A federal judge’s ruling last month that blocks Arkansas from criminalizing certain hemp-derived cannabinoid products, such as delta-8 THC, is being hailed as a landmark decision for the hemp industry.

U.S. District Court Judge Billy Roy Wilson’s order prevents Arkansas from enforcing Act 629, which passed during the 2023 regular legislative session.

“Judge Wilson’s order represents an important watershed moment for the hemp industry,” attorney Abtin Mehdizadegan of the Little Rock office of Hall Booth Smith, who represented the plaintiffs, said via email. “The order only applies to Arkansas; however, we hope and expect that other states with similarly misguided ideas about banning industrial hemp products will take note.”

Abtin Mehdizadegan

The plaintiffs who challenged the act as unconstitutional include companies that grow, distribute and sell retail hemp plants and hemp products.

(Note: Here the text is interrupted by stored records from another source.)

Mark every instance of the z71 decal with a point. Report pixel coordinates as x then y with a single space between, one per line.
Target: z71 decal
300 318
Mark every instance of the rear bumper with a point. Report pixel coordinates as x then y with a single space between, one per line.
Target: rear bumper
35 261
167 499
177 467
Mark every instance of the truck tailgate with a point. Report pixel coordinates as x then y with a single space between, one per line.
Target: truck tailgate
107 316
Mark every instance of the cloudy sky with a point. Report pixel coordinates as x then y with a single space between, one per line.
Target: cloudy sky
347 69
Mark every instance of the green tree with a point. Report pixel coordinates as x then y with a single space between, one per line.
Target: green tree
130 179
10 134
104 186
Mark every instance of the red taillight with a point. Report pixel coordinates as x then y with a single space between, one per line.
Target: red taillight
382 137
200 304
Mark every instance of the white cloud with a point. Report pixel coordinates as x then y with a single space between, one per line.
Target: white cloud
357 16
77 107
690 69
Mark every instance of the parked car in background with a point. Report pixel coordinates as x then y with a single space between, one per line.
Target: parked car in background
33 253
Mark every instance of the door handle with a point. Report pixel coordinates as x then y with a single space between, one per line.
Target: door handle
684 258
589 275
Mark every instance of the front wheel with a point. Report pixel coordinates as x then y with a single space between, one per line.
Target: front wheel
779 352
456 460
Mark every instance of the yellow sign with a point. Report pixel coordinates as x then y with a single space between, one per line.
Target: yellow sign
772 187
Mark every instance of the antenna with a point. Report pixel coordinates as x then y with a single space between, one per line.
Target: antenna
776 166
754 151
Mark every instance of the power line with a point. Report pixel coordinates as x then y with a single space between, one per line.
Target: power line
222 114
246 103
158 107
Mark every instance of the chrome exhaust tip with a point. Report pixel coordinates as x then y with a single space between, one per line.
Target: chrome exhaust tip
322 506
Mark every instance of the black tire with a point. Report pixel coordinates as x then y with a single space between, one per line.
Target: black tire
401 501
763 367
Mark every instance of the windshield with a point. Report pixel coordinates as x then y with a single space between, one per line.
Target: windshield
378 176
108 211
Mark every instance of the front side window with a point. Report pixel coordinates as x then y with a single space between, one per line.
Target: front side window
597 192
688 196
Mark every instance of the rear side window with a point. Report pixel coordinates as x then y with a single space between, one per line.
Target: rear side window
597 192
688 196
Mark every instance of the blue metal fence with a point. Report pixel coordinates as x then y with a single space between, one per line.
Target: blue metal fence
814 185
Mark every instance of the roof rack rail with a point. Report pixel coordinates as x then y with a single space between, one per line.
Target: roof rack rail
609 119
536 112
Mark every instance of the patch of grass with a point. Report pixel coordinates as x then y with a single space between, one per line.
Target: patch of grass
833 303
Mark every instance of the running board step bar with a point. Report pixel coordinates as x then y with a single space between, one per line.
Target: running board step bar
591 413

Act 629 narrowed the definition of hemp “to recriminalize the possession, manufacturing, transportation, and shipment of certain popular hemp-derived cannabinoid products,” the plaintiffs said in their lawsuit, filed in U.S. District Court in Little Rock. The plaintiffs said they feared that if the state law wasn’t blocked, it “would lead to thousands of lost jobs around the state and turn farmers, business owners, and consumers — including Plaintiffs — into criminals overnight, despite no change in federal law.”

One of the plaintiffs, The Cigarette Store LLC, which operates as Smoker Friendly of Boulder, Colorado, said it has 58 retail stores in Arkansas that offer, among other things, low-THC hemp extract products, such as delta-8.

The company’s senior vice president said in a declaration filed in the case that its employees and members were “in jeopardy of criminal prosecution” under Act 629 in connection with shipping, handling or selling low-THC hemp extract products in Arkansas. The law went into effect Aug. 1.

The other plaintiffs are Bio Gen LLC of Fayetteville, Drippers Vape Shop LLC of Greenbrier and Sky Marketing Corp., which operates as Hometown Hero, of Austin, Texas.

The plaintiffs named Arkansas officials, including Gov. Sarah Huckabee Sanders, Attorney General Tim Griffin and prosecuting attorneys as defendants.

The plaintiffs said the Arkansas law is unconstitutional because Act 629 is in conflict with the federal 2018 Farm Bill, which removed hemp from the federal schedule of controlled substances.

The plaintiffs asked Wilson for a preliminary injunction preventing Arkansas from enforcing the law and to say that Act 629 is void.

Wilson agreed and issued a preliminary injunction and said in his 17-page order that the plaintiffs have shown they have a likelihood of success in their lawsuit. Wilson also said the plaintiffs suffer “a credible threat of criminal prosecution” that could affect their ability to obtain a license to grow or handle legal hemp as well as an untold amount of lost profits.

Wilson denied the defendants’ motion to dismiss the case. A bench trial is set for Sept. 7, 2024.

Attorney General Griffin said in a statement to Arkansas Business that he was disappointed with the ruling. “We’re considering all our options and will continue to aggressively defend the law to protect Arkansans from these dangerous drugs,” he said.

Rod Kight, an international cannabis lawyer based in Asheville, North Carolina, called Wilson’s decision a “landmark ruling.”

“Due to its broad findings, the ruling arguably makes this the single most important hemp case to date and one that every participant in the hemp industry should read,” Kight wrote in his Sept. 8 blog. “It is not an overstatement to say that every state law that defines hemp differently from federal law or that restricts downstream hemp products based on anything other than their delta-9 THC concentrations is now in jeopardy … .”

Delta-8 and delta-9 are different products, and delta-8 is less powerful.

The plaintiffs also were represented by attorneys Justin Swanson and Paul Vink of Bose McKinney & Evans LLP of Indianapolis and attorneys Allison Scott and Joseph Stepina of the Little Rock office of Hall Booth Smith.